損益面では、仕入コストの上昇に対応した価格改定の効果は実現しつつあるものの、セグメント利益は前年同期比2百万円減少し87百万円の損失となりました。
電子機器関連事業
当事業の売上高は、前年同期比37.6%増の41億58百万円となりました。前連結会計年度に子会社化した東電子工業㈱の売上高が期初から寄与したことに加えて、半導体を中心とした電子部品の需給がひっ迫する中、サプライチェーンへの影響を最小限に止めることができ、海外向けの無線機の販売が好調であったことや、国内向けにおいても特定小電力無線機や業務用無線機の販売が堅調に推移しました。
損益面では、売上高の増加によってセグメント利益は前年同期比241.6%増の2億35百万円となりました。
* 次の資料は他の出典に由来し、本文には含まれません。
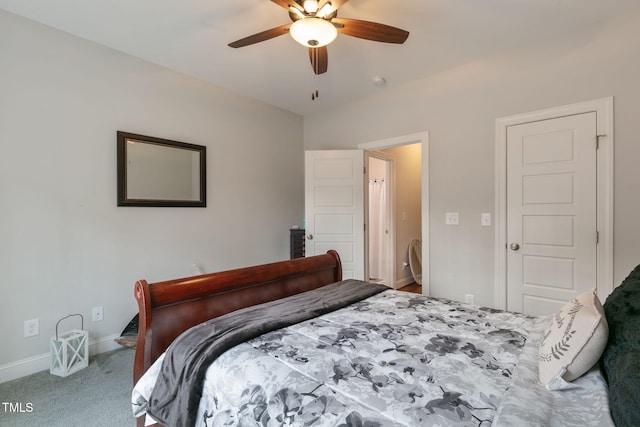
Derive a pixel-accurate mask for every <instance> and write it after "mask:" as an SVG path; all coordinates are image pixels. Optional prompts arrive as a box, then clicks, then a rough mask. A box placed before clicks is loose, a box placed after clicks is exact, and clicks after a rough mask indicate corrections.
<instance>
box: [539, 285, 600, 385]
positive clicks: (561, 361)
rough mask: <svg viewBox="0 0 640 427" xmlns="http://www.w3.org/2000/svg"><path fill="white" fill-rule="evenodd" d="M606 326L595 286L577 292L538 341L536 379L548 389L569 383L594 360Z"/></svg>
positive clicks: (589, 367)
mask: <svg viewBox="0 0 640 427" xmlns="http://www.w3.org/2000/svg"><path fill="white" fill-rule="evenodd" d="M608 337H609V327H608V325H607V319H606V317H605V315H604V310H603V308H602V304H601V303H600V300H599V299H598V295H596V291H595V289H593V290H591V291H588V292H585V293H583V294H580V295H578V296H577V297H576V298H574V299H572V300H571V301H569V302H568V303H567V304H565V306H564V307H562V309H561V310H560V311H559V312H558V313H556V314H555V315H554V316H553V318H552V319H551V322H549V326H547V329H546V331H545V334H544V337H543V338H542V341H541V342H540V353H539V357H538V371H539V377H540V382H541V383H542V384H543V385H544V386H545V387H547V388H548V389H549V390H561V389H564V388H568V387H570V385H569V384H567V381H573V380H575V379H576V378H578V377H579V376H581V375H582V374H584V373H585V372H587V371H588V370H589V369H591V367H592V366H593V365H594V364H595V363H596V362H597V361H598V359H599V358H600V356H601V355H602V352H603V351H604V347H605V346H606V344H607V339H608Z"/></svg>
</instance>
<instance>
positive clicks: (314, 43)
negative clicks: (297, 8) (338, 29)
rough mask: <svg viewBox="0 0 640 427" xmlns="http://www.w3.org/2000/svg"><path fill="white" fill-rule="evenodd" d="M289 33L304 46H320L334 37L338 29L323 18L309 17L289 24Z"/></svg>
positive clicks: (334, 38) (327, 41) (314, 46)
mask: <svg viewBox="0 0 640 427" xmlns="http://www.w3.org/2000/svg"><path fill="white" fill-rule="evenodd" d="M289 34H290V35H291V37H293V39H294V40H295V41H297V42H298V43H300V44H301V45H303V46H305V47H322V46H326V45H328V44H329V43H331V42H332V41H334V40H335V39H336V37H337V36H338V30H336V27H334V26H333V24H332V23H331V22H329V21H327V20H325V19H321V18H314V17H309V18H304V19H299V20H297V21H295V22H294V23H293V24H291V28H290V29H289Z"/></svg>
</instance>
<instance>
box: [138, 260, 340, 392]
mask: <svg viewBox="0 0 640 427" xmlns="http://www.w3.org/2000/svg"><path fill="white" fill-rule="evenodd" d="M340 280H342V264H341V262H340V256H339V255H338V253H337V252H336V251H333V250H331V251H329V252H327V253H326V254H324V255H316V256H312V257H308V258H296V259H293V260H287V261H281V262H275V263H271V264H263V265H257V266H252V267H246V268H239V269H235V270H229V271H222V272H219V273H211V274H204V275H200V276H193V277H187V278H183V279H176V280H168V281H165V282H156V283H147V281H146V280H138V281H137V282H136V284H135V287H134V295H135V297H136V300H137V301H138V309H139V314H140V323H139V327H138V342H137V345H136V354H135V361H134V367H133V381H134V384H135V383H136V382H137V381H138V380H139V379H140V377H141V376H142V374H144V372H145V371H146V370H147V369H149V367H150V366H151V364H152V363H153V362H154V361H155V360H156V359H157V358H158V356H160V355H161V354H162V352H164V351H165V350H166V349H167V347H168V346H169V344H171V342H172V341H173V340H174V339H175V338H176V337H177V336H178V335H180V334H181V333H182V332H184V331H185V330H187V329H189V328H191V327H192V326H195V325H197V324H199V323H202V322H204V321H206V320H209V319H213V318H215V317H218V316H222V315H223V314H226V313H230V312H232V311H235V310H239V309H241V308H244V307H249V306H252V305H256V304H262V303H265V302H268V301H273V300H276V299H280V298H284V297H287V296H291V295H295V294H298V293H301V292H305V291H309V290H311V289H315V288H319V287H321V286H324V285H328V284H330V283H335V282H338V281H340Z"/></svg>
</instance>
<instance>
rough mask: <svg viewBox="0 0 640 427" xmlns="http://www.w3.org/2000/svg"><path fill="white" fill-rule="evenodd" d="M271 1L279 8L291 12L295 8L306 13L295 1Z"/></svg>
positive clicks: (303, 9)
mask: <svg viewBox="0 0 640 427" xmlns="http://www.w3.org/2000/svg"><path fill="white" fill-rule="evenodd" d="M271 1H272V2H274V3H275V4H277V5H278V6H280V7H282V8H283V9H287V10H291V8H292V7H293V8H296V9H298V10H299V11H300V12H304V8H303V7H302V6H300V5H299V4H298V3H296V2H295V1H293V0H271Z"/></svg>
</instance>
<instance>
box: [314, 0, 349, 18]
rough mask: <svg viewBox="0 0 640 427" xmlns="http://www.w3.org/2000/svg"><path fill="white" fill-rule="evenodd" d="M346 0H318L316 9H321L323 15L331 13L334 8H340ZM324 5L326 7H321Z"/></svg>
mask: <svg viewBox="0 0 640 427" xmlns="http://www.w3.org/2000/svg"><path fill="white" fill-rule="evenodd" d="M347 1H348V0H320V1H319V2H318V10H322V12H323V13H322V14H323V15H331V14H332V13H333V12H335V11H336V10H338V9H340V8H341V7H342V5H343V4H345V3H346V2H347ZM325 6H326V9H324V10H323V9H322V8H323V7H325Z"/></svg>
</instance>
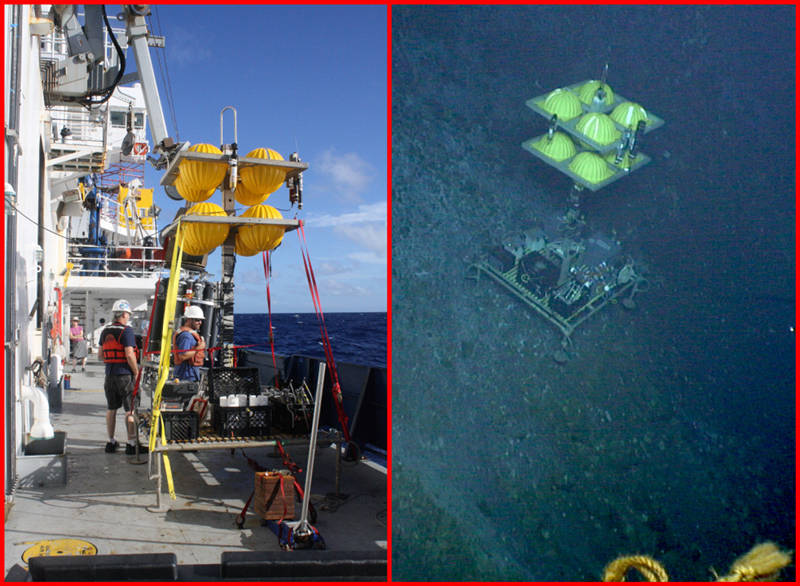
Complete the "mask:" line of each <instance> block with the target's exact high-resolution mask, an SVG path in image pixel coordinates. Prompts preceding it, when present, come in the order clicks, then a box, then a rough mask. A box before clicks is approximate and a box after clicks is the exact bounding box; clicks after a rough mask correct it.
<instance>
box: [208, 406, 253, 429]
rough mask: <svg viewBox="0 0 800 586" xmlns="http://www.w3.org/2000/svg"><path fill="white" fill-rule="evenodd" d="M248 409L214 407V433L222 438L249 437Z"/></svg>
mask: <svg viewBox="0 0 800 586" xmlns="http://www.w3.org/2000/svg"><path fill="white" fill-rule="evenodd" d="M247 409H248V408H247V407H220V406H219V405H214V415H213V420H214V431H215V432H216V433H217V435H221V436H222V437H242V436H246V435H247V428H248V426H249V425H250V424H249V421H248V417H247Z"/></svg>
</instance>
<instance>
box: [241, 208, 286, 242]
mask: <svg viewBox="0 0 800 586" xmlns="http://www.w3.org/2000/svg"><path fill="white" fill-rule="evenodd" d="M241 217H243V218H275V219H282V218H283V216H282V215H281V213H280V212H279V211H278V210H276V209H275V208H273V207H272V206H268V205H266V204H258V205H255V206H253V207H251V208H248V209H247V210H246V211H245V212H244V213H243V214H242V216H241ZM284 229H285V228H284V226H270V225H255V226H242V227H241V228H239V237H240V243H241V247H242V249H243V250H251V251H255V252H260V251H262V250H272V249H273V248H275V247H277V246H278V245H279V244H280V243H281V240H283V232H284ZM255 252H254V253H253V254H255Z"/></svg>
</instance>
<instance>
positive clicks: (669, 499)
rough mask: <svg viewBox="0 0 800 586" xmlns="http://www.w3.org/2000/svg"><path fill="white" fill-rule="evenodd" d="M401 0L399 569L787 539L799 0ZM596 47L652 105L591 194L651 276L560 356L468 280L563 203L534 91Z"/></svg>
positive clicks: (393, 378) (559, 337) (689, 554)
mask: <svg viewBox="0 0 800 586" xmlns="http://www.w3.org/2000/svg"><path fill="white" fill-rule="evenodd" d="M392 13H393V17H392V27H393V30H392V50H393V55H392V82H393V83H392V189H393V194H392V271H393V282H392V290H393V297H392V373H393V376H392V459H393V460H392V474H393V481H392V507H393V508H392V533H393V540H392V544H393V551H392V556H393V566H392V568H393V577H394V578H395V579H400V580H469V579H475V580H539V581H563V580H578V581H591V580H598V579H599V577H600V576H601V575H602V570H603V568H604V566H605V565H606V564H607V563H608V562H610V561H611V560H613V559H614V558H616V557H617V556H619V555H622V554H631V553H643V554H649V555H651V556H653V557H655V558H656V559H657V560H659V561H660V562H661V563H663V564H664V566H665V568H666V570H667V571H668V573H669V575H670V579H671V580H673V581H679V580H685V581H710V580H713V576H712V574H711V572H710V568H714V569H715V570H716V571H718V572H720V573H721V574H724V573H725V572H726V571H727V569H728V568H729V567H730V564H731V563H732V562H733V561H734V560H735V559H736V558H737V557H738V556H740V555H742V554H744V553H745V552H747V551H748V550H749V549H750V548H751V547H752V546H753V545H755V544H756V543H759V542H762V541H765V540H772V541H774V542H775V543H777V544H779V545H780V546H781V547H782V548H783V549H785V550H796V546H795V518H796V510H795V497H796V492H795V445H796V437H795V379H796V377H795V333H794V324H795V286H794V276H795V262H796V261H795V256H794V251H795V237H794V224H795V217H796V216H795V185H794V178H795V135H794V129H795V124H794V102H793V96H794V95H795V89H794V86H795V42H794V35H795V30H794V23H795V9H794V7H792V6H784V7H780V6H759V7H751V6H737V7H722V6H688V7H687V6H624V7H621V6H606V7H604V6H599V7H597V6H563V7H547V6H394V7H393V9H392ZM605 63H608V64H609V71H608V78H607V82H608V84H609V85H610V86H611V87H612V89H613V90H615V91H617V92H618V93H619V94H622V95H624V96H625V97H627V98H631V99H634V100H635V101H639V102H641V103H642V105H643V106H644V107H645V108H650V109H652V111H653V112H654V113H656V114H657V115H658V116H660V117H661V118H663V119H664V120H665V122H666V123H665V125H664V126H663V127H662V128H660V129H658V130H655V131H653V132H652V133H648V134H646V135H645V137H644V139H643V141H642V146H641V148H642V152H644V153H646V154H648V155H649V156H651V157H652V159H653V160H652V162H651V163H650V164H648V165H647V166H645V167H644V168H642V169H641V170H638V171H636V172H635V173H632V174H631V175H630V176H629V177H626V178H624V179H622V180H620V181H618V182H616V183H614V184H612V185H610V186H607V187H605V188H603V189H601V190H599V191H598V192H595V193H588V192H585V193H584V197H583V202H582V211H583V212H584V214H585V215H586V218H587V222H588V228H589V229H591V230H592V231H596V232H599V233H602V234H615V235H616V237H617V238H618V239H619V240H621V241H622V242H623V244H624V246H625V250H626V252H627V253H628V254H631V255H632V256H634V257H635V258H636V259H637V260H639V261H641V262H642V263H644V264H646V265H647V270H648V275H649V280H650V284H651V287H650V289H649V290H648V291H646V292H642V293H640V294H639V295H637V299H636V301H637V305H638V307H637V309H636V310H634V311H630V312H629V311H625V310H624V309H623V308H622V307H620V306H619V305H610V306H609V307H608V308H605V309H604V310H603V311H602V312H600V313H598V314H597V315H595V316H593V317H592V318H591V319H590V320H588V321H587V322H586V323H585V324H583V325H581V326H580V327H579V328H578V329H577V330H576V332H575V333H574V334H573V336H572V341H573V345H572V346H571V347H570V348H569V354H570V359H569V361H568V362H567V363H566V364H564V365H560V364H557V363H556V362H554V360H553V359H552V355H553V351H554V350H557V349H559V348H560V341H561V336H560V334H559V333H558V332H557V331H556V330H555V328H553V327H552V326H551V325H550V324H548V323H546V322H545V321H543V320H542V319H540V318H539V317H538V316H537V315H536V314H535V313H534V312H533V311H532V310H530V309H529V308H527V307H526V306H524V305H523V304H522V303H520V302H519V301H517V300H516V299H515V298H513V297H512V296H510V295H508V294H507V293H506V292H504V291H503V290H502V289H501V288H500V287H499V286H497V285H496V284H493V283H492V282H490V281H489V279H482V281H481V282H479V283H476V282H475V281H474V280H469V279H467V278H465V277H466V276H467V274H468V271H467V269H468V265H469V262H470V261H471V259H474V258H477V257H478V256H479V255H480V254H481V253H483V252H484V251H485V250H487V249H488V248H489V247H492V246H496V245H497V244H498V243H499V242H500V241H501V239H502V238H504V237H505V236H506V235H509V234H518V233H519V232H520V231H521V230H523V229H525V228H527V227H529V225H530V224H529V222H530V221H531V218H533V217H534V216H542V215H545V216H554V215H557V214H560V213H563V211H564V209H565V207H566V205H567V196H568V194H569V191H570V189H571V187H572V184H571V182H570V181H569V179H568V178H567V177H565V176H564V175H562V174H561V173H559V172H557V171H556V170H554V169H552V168H550V167H548V166H547V165H545V164H543V163H542V162H541V161H539V160H538V159H536V158H535V157H533V156H531V155H530V154H529V153H528V152H526V151H524V150H523V149H522V148H521V147H520V145H521V143H522V142H523V141H526V140H528V139H530V138H532V137H533V136H536V135H539V134H542V133H544V132H545V130H546V128H547V121H546V120H545V119H544V118H542V117H540V116H538V115H537V114H535V113H533V112H532V111H531V110H530V109H529V108H527V107H526V105H525V101H526V100H528V99H530V98H531V97H533V96H536V95H540V94H543V93H546V92H548V91H549V90H552V89H554V88H558V87H563V86H564V85H567V84H572V83H576V82H579V81H583V80H588V79H596V78H598V77H599V76H600V73H601V71H602V68H603V65H604V64H605ZM794 573H795V571H794V566H792V567H790V568H788V569H786V570H785V571H784V572H783V574H782V576H781V578H782V579H788V580H792V579H793V578H794Z"/></svg>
(2)経営者の視点による経営成績等の状況に関する分析・検討内容
経営者の視点による当社の経営成績等の状況に関する認識及び分析・検討内容は次のとおりであります。
なお、文中の将来に関する事項は、当四半期連結会計期間の末日現在において判断したものであります。
① 財政状態の分析
(資産)
当第3四半期連結会計期間末の総資産は651億13百万円となり、前期末に比べ68億78百万円増加しました。総資産の内訳は、流動資産が428億79百万円(前期末比64億43百万円増)、固定資産が222億34百万円(前期末比4億35百万円増)です。総資産の主な増加要因は、好調な受注に対応すべく実施した計画的な生産による棚卸資産の増加(前期末比30億59百万円増)や、受取手形及び売掛金の増加(前期末比30億51百万円増)であります。
(負債)
負債は、365億50百万円となり、前期末に比べ58億33百万円増加しました。その内訳は、流動負債が229億92百万円(前期末比29億86百万円増)、固定負債が135億57百万円(前期末比28億47百万円増)です。負債の主な増加要因は、借入金の増加(前期末比37億98百万円増)や、支払手形及び買掛金の増加(前期末比11億66百万円増)であります。
(純資産)
純資産は、親会社株主に帰属する四半期純利益が13億22百万円となったことや、剰余金の配当を7億94百万円実施したことなどにより、285億63百万円(前期末比10億44百万円増)となりました。
② 経営成績の分析
経営成績及びセグメントごとの状況につきましては、「(1)経営成績の状況」に記載のとおりであります。
(3)会計上の見積り及び当該見積りに用いた仮定
前事業年度の有価証券報告書に記載した「経営者による財政状態、経営成績及びキャッシュ・フローの状況の分析」中の会計上の見積り及び当該見積りに用いた仮定の記載について重要な変更はありません。
(4)経営方針・経営戦略等
当第3四半期連結累計期間において、当社グループが定めている経営方針・経営戦略等について重要な変更はありません。
(5)経営環境並びに優先的に対処すべき事業上及び財務上の課題
当第3四半期連結累計期間において、当社グループが対処すべき事業上及び財務上の課題について重要な変更はありません。
(6)研究開発活動
当第3四半期連結累計期間における研究開発活動に係る費用の総額は3億20百万円であります。なお、当該金額は既存製品の改良、応用等に関する費用であり、「研究開発費等に係る会計基準」(企業会計審議会)に規定する「研究開発費」として計上すべき金額はありません。
また、当第3四半期連結累計期間において、当社の研究開発活動の状況に重要な変更はありません。